In Kansas, the race to replace retiring Sen. Pat Roberts, the chairman of the Senate Agriculture Committee, GOP Rep. Roger Marshall defeated Democrat Barbara Bollier by 52.7% to 42.4% with 85% of the vote counted.
In Kentucky, Senate Majority Leader Mitch McConnell defeated Democrat Amy McGrath by 58% to 38%.
In Minnesota, Sen. Tina Smith, a Democrat, was leading Republican Jason Lewis 49.4% to 43.1% with 73% of the vote counted.
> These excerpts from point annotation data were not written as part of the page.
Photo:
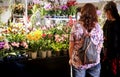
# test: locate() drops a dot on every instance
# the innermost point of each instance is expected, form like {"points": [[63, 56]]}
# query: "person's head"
{"points": [[88, 16], [111, 11]]}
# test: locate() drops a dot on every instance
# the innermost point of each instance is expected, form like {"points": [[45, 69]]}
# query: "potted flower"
{"points": [[34, 41]]}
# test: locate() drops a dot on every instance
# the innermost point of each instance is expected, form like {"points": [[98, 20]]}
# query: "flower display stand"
{"points": [[33, 55]]}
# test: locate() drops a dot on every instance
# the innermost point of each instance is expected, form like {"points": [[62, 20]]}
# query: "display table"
{"points": [[48, 67]]}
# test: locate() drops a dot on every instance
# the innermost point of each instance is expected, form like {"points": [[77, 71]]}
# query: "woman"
{"points": [[87, 24], [111, 30]]}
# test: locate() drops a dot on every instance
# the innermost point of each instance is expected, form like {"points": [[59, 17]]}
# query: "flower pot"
{"points": [[43, 54], [49, 53], [33, 55]]}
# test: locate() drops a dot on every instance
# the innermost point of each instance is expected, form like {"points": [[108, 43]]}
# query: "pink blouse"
{"points": [[96, 36]]}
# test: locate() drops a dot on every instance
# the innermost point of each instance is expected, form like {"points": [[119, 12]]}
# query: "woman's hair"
{"points": [[89, 16], [111, 6]]}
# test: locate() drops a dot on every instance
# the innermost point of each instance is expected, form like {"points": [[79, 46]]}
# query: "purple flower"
{"points": [[36, 1], [2, 45], [64, 7], [48, 6]]}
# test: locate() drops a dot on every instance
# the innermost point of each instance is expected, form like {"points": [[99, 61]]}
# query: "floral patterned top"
{"points": [[96, 36]]}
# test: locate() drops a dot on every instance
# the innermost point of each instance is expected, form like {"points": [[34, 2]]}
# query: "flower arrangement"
{"points": [[18, 8], [34, 40]]}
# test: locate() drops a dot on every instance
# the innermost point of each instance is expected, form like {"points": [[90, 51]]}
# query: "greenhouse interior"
{"points": [[34, 35]]}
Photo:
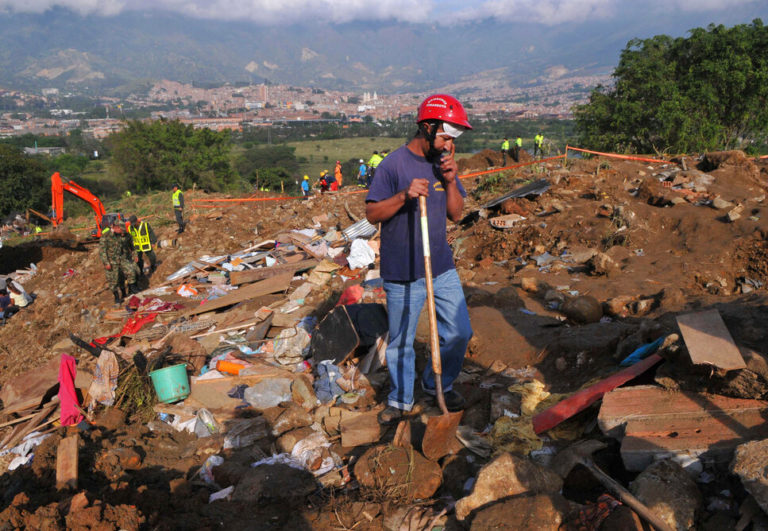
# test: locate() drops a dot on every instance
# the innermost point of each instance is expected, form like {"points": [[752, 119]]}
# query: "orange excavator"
{"points": [[60, 184]]}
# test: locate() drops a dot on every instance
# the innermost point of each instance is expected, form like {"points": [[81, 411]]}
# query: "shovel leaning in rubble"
{"points": [[441, 431], [581, 454]]}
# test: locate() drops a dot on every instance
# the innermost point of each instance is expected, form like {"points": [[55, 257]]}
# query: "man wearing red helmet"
{"points": [[423, 167]]}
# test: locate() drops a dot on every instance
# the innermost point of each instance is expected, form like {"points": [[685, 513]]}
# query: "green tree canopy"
{"points": [[23, 182], [154, 155], [705, 92]]}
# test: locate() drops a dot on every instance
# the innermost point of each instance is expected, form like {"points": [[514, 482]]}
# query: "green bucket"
{"points": [[171, 383]]}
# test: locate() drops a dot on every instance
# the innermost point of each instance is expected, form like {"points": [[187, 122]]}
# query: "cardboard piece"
{"points": [[709, 341], [243, 277], [265, 287], [358, 429]]}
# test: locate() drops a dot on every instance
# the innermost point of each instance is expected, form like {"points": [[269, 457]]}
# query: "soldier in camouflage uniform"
{"points": [[116, 253]]}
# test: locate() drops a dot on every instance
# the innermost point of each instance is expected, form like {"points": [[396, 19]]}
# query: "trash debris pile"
{"points": [[617, 377]]}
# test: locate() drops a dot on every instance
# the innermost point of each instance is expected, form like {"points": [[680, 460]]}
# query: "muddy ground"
{"points": [[610, 229]]}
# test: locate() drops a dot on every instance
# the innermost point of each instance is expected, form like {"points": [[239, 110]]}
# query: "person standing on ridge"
{"points": [[373, 163], [337, 174], [361, 171], [423, 167], [504, 151], [117, 266], [144, 241], [178, 207]]}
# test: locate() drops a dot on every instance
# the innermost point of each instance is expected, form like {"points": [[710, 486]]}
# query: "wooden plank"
{"points": [[265, 287], [657, 423], [67, 463], [579, 401], [243, 277], [709, 341]]}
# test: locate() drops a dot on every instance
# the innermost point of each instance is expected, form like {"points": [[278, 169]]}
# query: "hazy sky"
{"points": [[428, 11]]}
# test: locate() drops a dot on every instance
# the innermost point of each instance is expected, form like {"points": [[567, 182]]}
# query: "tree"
{"points": [[23, 182], [154, 155], [705, 92]]}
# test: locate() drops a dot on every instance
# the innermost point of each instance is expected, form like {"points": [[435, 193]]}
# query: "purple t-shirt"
{"points": [[402, 256]]}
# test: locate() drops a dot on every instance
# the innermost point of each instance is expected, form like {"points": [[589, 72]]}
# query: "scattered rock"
{"points": [[721, 204], [749, 463], [505, 476], [602, 264], [583, 309], [669, 492]]}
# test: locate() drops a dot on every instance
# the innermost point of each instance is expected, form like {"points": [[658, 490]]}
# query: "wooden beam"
{"points": [[265, 287], [252, 275], [657, 423], [709, 341], [67, 463]]}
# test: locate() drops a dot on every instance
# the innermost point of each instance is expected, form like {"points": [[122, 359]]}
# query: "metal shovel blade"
{"points": [[440, 435]]}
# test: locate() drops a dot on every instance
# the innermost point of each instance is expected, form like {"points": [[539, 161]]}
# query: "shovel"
{"points": [[441, 431], [581, 454]]}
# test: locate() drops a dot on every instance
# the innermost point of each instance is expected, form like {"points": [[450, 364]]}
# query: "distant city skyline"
{"points": [[441, 12]]}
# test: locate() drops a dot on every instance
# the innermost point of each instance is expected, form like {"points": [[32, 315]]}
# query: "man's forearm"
{"points": [[379, 211], [454, 203]]}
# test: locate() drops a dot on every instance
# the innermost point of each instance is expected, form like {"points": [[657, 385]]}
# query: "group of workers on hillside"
{"points": [[122, 250], [514, 151], [332, 182]]}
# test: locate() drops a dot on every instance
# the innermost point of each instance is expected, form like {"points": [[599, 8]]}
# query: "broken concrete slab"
{"points": [[670, 493], [749, 463], [657, 423], [505, 476], [709, 341]]}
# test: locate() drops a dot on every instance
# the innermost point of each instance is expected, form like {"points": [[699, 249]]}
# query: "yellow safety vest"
{"points": [[140, 237]]}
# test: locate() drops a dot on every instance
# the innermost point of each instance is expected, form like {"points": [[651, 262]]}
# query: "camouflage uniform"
{"points": [[116, 250]]}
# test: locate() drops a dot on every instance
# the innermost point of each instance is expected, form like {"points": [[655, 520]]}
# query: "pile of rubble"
{"points": [[617, 376]]}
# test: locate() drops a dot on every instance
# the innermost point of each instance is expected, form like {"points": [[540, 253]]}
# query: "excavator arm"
{"points": [[59, 185]]}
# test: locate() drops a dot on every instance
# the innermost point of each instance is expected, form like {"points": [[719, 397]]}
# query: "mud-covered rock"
{"points": [[583, 309], [398, 472], [505, 476], [543, 512]]}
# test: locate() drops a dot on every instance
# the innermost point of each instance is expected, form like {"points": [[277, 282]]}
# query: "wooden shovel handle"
{"points": [[434, 341]]}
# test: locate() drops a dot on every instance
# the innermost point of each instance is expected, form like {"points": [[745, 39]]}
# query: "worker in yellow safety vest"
{"points": [[144, 242], [178, 207], [504, 151], [373, 163]]}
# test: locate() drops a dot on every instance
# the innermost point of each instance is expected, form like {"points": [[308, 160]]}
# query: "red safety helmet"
{"points": [[445, 108]]}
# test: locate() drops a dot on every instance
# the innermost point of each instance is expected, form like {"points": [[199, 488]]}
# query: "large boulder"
{"points": [[669, 492]]}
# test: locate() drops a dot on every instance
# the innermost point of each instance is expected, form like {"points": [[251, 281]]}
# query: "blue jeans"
{"points": [[404, 303]]}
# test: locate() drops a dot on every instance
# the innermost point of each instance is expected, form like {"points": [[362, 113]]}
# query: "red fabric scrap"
{"points": [[68, 402], [352, 295]]}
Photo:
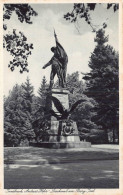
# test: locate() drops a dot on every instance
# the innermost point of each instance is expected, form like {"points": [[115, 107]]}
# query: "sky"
{"points": [[77, 40]]}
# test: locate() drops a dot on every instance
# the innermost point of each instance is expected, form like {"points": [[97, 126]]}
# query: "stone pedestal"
{"points": [[61, 135], [62, 96]]}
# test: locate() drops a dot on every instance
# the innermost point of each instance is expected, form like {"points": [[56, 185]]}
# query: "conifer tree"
{"points": [[28, 101], [14, 117], [102, 84]]}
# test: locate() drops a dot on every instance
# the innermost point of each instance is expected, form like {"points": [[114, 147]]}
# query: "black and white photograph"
{"points": [[61, 96]]}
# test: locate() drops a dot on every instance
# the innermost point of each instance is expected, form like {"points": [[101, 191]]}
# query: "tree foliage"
{"points": [[83, 11], [17, 117], [16, 43], [103, 83]]}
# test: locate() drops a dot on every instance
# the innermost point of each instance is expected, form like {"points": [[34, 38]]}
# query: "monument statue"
{"points": [[59, 64]]}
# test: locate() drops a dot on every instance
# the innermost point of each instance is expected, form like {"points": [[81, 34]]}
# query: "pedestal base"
{"points": [[59, 145]]}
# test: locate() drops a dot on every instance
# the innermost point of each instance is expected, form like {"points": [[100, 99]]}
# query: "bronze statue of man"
{"points": [[59, 64]]}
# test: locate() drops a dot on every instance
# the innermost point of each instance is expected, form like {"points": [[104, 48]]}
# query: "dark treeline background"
{"points": [[97, 118]]}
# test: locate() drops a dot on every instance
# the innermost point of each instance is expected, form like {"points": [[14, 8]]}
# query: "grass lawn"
{"points": [[37, 168]]}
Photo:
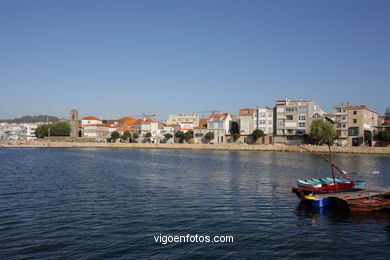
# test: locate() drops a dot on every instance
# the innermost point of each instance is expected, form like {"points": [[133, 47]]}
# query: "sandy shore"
{"points": [[226, 147]]}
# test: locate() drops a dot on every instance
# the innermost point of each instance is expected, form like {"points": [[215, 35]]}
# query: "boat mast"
{"points": [[326, 160], [330, 156]]}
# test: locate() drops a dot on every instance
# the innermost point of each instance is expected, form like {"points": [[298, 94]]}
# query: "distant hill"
{"points": [[31, 119]]}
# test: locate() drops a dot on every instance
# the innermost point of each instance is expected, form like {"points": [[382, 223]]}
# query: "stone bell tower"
{"points": [[74, 123]]}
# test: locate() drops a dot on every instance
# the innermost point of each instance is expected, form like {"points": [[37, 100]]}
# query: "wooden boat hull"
{"points": [[325, 189], [364, 202]]}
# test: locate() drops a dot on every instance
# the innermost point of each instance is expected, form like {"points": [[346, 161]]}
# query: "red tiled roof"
{"points": [[126, 118], [122, 128], [96, 125], [224, 116], [241, 112], [91, 118]]}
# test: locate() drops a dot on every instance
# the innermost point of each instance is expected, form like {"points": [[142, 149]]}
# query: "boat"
{"points": [[302, 192], [328, 185], [366, 201], [301, 183]]}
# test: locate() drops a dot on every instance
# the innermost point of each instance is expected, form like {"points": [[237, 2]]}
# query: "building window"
{"points": [[302, 109], [353, 131]]}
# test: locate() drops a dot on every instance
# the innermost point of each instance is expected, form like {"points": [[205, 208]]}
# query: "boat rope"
{"points": [[328, 161]]}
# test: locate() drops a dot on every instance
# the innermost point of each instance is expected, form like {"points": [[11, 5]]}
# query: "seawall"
{"points": [[224, 147]]}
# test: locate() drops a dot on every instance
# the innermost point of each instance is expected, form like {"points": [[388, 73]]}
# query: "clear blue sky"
{"points": [[116, 58]]}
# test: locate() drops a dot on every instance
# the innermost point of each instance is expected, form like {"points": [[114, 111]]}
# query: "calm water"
{"points": [[109, 204]]}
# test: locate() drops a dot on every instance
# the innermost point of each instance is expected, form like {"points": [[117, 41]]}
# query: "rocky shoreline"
{"points": [[224, 147]]}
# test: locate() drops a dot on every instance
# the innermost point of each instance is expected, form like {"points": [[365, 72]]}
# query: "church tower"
{"points": [[74, 123]]}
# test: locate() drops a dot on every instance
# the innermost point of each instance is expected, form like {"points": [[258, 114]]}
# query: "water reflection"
{"points": [[338, 216]]}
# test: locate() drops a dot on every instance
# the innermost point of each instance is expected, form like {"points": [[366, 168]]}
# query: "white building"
{"points": [[253, 119], [221, 126], [94, 127], [177, 119], [293, 119]]}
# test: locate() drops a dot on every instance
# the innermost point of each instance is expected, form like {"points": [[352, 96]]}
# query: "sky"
{"points": [[116, 58]]}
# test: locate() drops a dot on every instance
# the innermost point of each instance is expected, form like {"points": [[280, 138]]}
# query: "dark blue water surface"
{"points": [[109, 204]]}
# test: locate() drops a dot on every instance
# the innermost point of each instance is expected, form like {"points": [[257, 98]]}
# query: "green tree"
{"points": [[387, 114], [60, 129], [384, 135], [188, 135], [367, 137], [56, 129], [209, 136], [236, 136], [42, 131], [257, 134], [168, 136], [126, 135], [115, 135], [322, 132], [179, 134]]}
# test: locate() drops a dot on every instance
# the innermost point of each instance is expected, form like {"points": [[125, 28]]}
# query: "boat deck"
{"points": [[368, 191]]}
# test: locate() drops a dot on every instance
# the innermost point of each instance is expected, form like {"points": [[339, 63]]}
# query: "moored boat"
{"points": [[328, 185], [363, 202]]}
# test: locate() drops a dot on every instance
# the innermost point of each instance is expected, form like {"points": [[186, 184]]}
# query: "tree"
{"points": [[188, 135], [387, 114], [209, 136], [384, 135], [126, 135], [322, 132], [236, 136], [115, 135], [60, 129], [147, 137], [179, 134], [56, 129], [367, 137], [168, 136], [257, 134], [42, 131]]}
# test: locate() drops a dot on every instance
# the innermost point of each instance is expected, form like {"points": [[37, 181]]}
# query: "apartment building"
{"points": [[177, 119], [94, 127], [259, 118], [354, 125], [293, 119], [221, 126]]}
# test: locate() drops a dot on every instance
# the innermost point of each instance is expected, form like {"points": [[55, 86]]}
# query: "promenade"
{"points": [[223, 147]]}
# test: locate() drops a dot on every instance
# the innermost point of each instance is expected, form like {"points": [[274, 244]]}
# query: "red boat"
{"points": [[364, 201], [334, 188], [302, 192]]}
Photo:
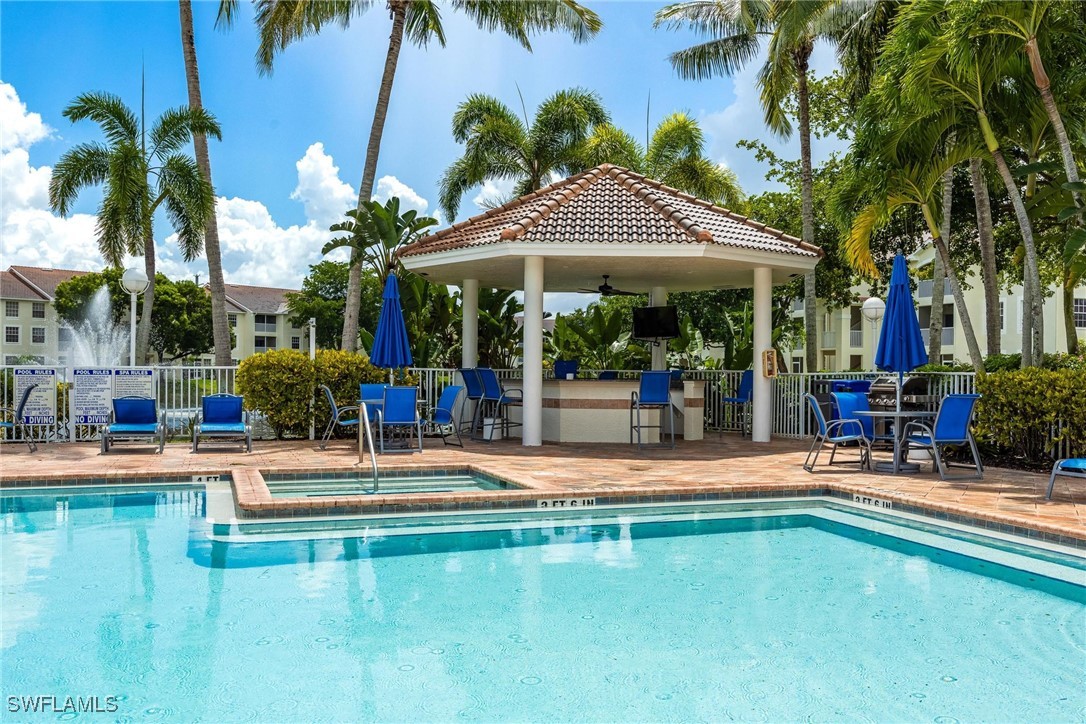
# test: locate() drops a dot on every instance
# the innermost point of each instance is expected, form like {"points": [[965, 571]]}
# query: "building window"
{"points": [[265, 322]]}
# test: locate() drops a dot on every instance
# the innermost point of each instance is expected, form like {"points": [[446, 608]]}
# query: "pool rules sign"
{"points": [[40, 406]]}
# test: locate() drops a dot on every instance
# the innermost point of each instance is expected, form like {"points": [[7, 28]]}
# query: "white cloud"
{"points": [[744, 119], [255, 249]]}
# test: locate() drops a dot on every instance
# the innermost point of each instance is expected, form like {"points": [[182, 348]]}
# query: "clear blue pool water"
{"points": [[782, 618]]}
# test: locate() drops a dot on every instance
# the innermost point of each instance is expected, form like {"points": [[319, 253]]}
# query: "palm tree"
{"points": [[674, 156], [141, 173], [499, 144], [221, 326], [735, 30], [285, 22]]}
In Mississippi, Sen. Cindy Hyde-Smith, a Republican, and a member of the Senate Agriculture Committee, has won her first full term in the Senate. Hyde-Smith is the first woman to represent Mississippi in the Senate and was appointed in 2018 before winning a special election to serve the remaining two years of the term. Hyde-Smith defeated Democratic challenger Mike Espy, a former Agriculture secretary, who also ran for the seat in 2018.
In Montana, GOP Sen. Steve Daines defeated Democrat and outgoing Gov. Steve Bullock by about 29,000 votes with about 86% of the vote counted.
South Carolina Sen. Lindsey Graham, a Republican, fended off Democrat Jaime Harrison to hold his seat.
DTN Political Correspondent Jerry Hagstrom contributed to this report.